Competition re-named for founding father of Southampton Town Lifeguards

Inter-Beach Lifeguards Put To The Test




The annual Southampton lifeguard competition was named in honor of Mike Diveris, a leader in organizing lifeguards on the East End, who died in June. Independent/Courtesy Southampton Town

Mike Diveris means everything to Southampton lifeguarding.

The “founding father” of South-ampton Town Lifeguards, who died in June, was a leader to many and made the ocean lifeguards a professional organization.
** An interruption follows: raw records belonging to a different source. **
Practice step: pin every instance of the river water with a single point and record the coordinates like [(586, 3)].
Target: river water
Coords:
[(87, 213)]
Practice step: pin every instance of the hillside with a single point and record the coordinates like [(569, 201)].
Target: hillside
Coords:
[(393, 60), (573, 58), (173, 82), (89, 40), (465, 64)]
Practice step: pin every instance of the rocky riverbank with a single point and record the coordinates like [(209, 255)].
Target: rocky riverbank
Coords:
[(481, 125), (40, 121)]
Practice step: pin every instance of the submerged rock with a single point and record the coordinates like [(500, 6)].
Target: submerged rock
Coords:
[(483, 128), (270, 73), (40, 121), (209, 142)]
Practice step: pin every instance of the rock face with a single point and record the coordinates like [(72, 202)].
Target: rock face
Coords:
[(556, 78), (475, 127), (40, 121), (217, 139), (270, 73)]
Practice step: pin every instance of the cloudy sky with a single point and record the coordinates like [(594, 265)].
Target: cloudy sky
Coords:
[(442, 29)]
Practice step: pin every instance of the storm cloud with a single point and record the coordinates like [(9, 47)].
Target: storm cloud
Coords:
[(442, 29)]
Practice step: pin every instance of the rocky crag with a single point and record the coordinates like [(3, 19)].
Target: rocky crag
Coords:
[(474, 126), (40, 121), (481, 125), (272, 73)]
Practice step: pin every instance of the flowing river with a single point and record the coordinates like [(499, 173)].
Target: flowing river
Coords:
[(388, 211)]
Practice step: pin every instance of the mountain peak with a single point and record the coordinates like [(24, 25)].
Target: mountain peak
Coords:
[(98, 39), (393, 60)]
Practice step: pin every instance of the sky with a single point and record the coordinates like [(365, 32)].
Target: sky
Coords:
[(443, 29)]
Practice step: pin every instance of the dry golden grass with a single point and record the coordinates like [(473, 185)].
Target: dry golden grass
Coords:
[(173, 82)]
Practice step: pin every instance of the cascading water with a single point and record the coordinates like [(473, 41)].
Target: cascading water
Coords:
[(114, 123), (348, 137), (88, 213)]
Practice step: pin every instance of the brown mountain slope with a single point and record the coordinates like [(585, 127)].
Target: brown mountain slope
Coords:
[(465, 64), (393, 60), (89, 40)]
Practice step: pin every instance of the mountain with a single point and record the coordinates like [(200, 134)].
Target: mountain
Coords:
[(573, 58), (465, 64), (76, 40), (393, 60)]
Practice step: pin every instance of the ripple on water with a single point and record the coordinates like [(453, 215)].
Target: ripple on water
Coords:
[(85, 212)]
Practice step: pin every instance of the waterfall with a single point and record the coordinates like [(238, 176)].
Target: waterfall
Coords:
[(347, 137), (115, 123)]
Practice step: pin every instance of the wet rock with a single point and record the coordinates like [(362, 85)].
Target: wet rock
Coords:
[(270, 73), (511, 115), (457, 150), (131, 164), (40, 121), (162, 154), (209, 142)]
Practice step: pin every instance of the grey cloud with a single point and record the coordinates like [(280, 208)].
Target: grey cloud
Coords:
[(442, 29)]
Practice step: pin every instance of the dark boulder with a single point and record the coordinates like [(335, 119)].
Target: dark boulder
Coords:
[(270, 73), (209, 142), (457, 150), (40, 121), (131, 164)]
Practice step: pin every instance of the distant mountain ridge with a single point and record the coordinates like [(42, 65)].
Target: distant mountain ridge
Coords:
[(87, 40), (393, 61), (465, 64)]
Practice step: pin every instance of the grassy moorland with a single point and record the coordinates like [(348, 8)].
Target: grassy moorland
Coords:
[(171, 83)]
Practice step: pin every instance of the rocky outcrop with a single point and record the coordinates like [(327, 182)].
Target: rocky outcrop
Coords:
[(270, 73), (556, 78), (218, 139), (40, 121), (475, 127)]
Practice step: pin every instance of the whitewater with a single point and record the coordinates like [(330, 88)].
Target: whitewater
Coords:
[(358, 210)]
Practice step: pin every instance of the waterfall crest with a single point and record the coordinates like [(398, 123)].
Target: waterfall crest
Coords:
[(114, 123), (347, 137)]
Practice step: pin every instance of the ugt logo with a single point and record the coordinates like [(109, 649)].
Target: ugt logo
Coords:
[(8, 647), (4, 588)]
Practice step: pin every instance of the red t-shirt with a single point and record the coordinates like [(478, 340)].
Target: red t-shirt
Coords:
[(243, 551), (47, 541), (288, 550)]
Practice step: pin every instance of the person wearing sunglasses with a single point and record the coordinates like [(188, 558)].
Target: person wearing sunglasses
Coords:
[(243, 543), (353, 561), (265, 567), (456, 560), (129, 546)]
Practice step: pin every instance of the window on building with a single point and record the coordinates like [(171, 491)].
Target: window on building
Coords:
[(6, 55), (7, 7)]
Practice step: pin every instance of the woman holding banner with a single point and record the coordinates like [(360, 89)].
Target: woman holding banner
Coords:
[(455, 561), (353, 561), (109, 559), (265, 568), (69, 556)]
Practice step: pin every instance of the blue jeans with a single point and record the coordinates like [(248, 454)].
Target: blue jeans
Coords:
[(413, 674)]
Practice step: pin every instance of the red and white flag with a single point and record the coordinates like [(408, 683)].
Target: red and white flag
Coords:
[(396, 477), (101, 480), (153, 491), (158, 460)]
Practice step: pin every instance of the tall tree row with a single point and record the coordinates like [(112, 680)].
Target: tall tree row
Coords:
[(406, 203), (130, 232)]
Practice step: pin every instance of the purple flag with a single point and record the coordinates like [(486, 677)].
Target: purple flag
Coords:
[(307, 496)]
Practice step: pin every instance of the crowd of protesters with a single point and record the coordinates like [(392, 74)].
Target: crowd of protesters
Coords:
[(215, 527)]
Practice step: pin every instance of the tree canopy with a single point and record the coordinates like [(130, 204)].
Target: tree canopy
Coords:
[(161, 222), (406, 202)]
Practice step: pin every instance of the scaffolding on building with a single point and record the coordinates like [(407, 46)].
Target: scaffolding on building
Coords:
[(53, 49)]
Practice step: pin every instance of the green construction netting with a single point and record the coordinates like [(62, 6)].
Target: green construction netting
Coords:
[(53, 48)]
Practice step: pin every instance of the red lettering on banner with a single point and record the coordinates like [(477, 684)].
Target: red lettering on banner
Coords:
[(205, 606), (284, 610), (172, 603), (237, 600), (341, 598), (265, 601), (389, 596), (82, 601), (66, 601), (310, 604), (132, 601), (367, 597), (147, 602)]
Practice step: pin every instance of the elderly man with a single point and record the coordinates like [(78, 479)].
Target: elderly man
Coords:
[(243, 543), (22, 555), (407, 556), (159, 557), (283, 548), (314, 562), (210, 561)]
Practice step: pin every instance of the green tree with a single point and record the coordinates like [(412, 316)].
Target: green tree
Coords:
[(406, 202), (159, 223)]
It was apropos that the annual lifeguard competition at Scott Cameron Beach be named in his memory.

The men and women who rule the beach were put to the test in lifesaving, running, and swimming events on July 18. In a repeat of last year, the East men had more first-place finishes than the East men and their female counterparts.

The men won seven of the eight events, including the distance swim (Ryan Duryea), the distance run (Peter Schaefer), landline rescue (Jack Duryea, Joey Badilla, Casey Crowley, and Skyler Loesch), surf rescue paddle relay (Loesch, Ryan Duryea, and Christian Archer), board rescue race (Ryan Duryea, Christian Archer), and run-swim-run (Badilla and Ryan and Jack Duryea). Casey Crowley beat out his younger brother, Aidan, for the second year in a row to win the beach flag competition. Both are the sons of Southampton Town Head Lifeguard Sean Crowley.

Elena Mugno of the West women won the female distance swim while Maura Kaine-Seitz of the East women won the female distance run. The West women team of Mugno, Quinn Banks, Cierra McKeon, and Mackenzie Mahoney won the female landline rescue while West men Ryan Duca, Tom Szalkowski, Connor Grauer, and Tyler Davies won the 4×100-meter sand relay. Sarah Culver of the West women won the female beach flags competition.

“These tournaments are a great opportunity to showcase our lifeguards’ skill and athleticism against neighboring lifeguard squads,” Southampton Parks Director Kristen Doulos said. “The competitions are tough, and each year we are very proud of the Southampton team who exemplify the outstanding guards we have protecting our beach-goers.”

Becoming a lifeguard in 1969, Diveris was the first town lifeguard to pass the Suffolk County ocean test. This ushered in the modern era of the Southampton’s ocean rescue group — everyone must now pass the grueling test to become an ocean lifeguard.

On the heels of the Mike Diveris Battle of Southampton 2019 competition, one male and one female team will compete in the Main Beach Tournament in East Hampton on Thursday, July 25, at 4 PM. Diveris was instrumental in encouraging women to join the team and compete when it was a predominantly male profession, coaching them in their first national competition. The Southampton women’s team took home first place in the landline rescue and sprint relay in East Hampton last summer.

Lifeguards will also compete at the Junior Lifesaving Tournament August 3 at 9 AM at Ponquogue Beach in Hampton Bays. The popular program for 11-to-15-year-olds runs for five weeks at four different beaches in the eastern and western parts of the town and includes training drills designed to teach the junior guards to recognize the power of the ocean, how to spot riptides and other dangerous currents, and how to swim safely in the ocean. The first Southampton Town class of the Nipper Guard program — designed for seven-to-10-year-olds — will also compete, being featured in many of the same activities as the junior program.

To support the Southampton Town Lifeguards in this year’s national competition, a fundraiser will be held at Oakland’s Restaurant in Hampton Bays on Wednesday, July 31, from 6:30 to 8:30 PM. The funds will be used to send the team to the U.S. Lifesaving Association National Competition in Virginia Beach in August. Tickets are $20 for adults and $10 for those 21 and under. The event includes passed hors d’oeuvres and a cash bar.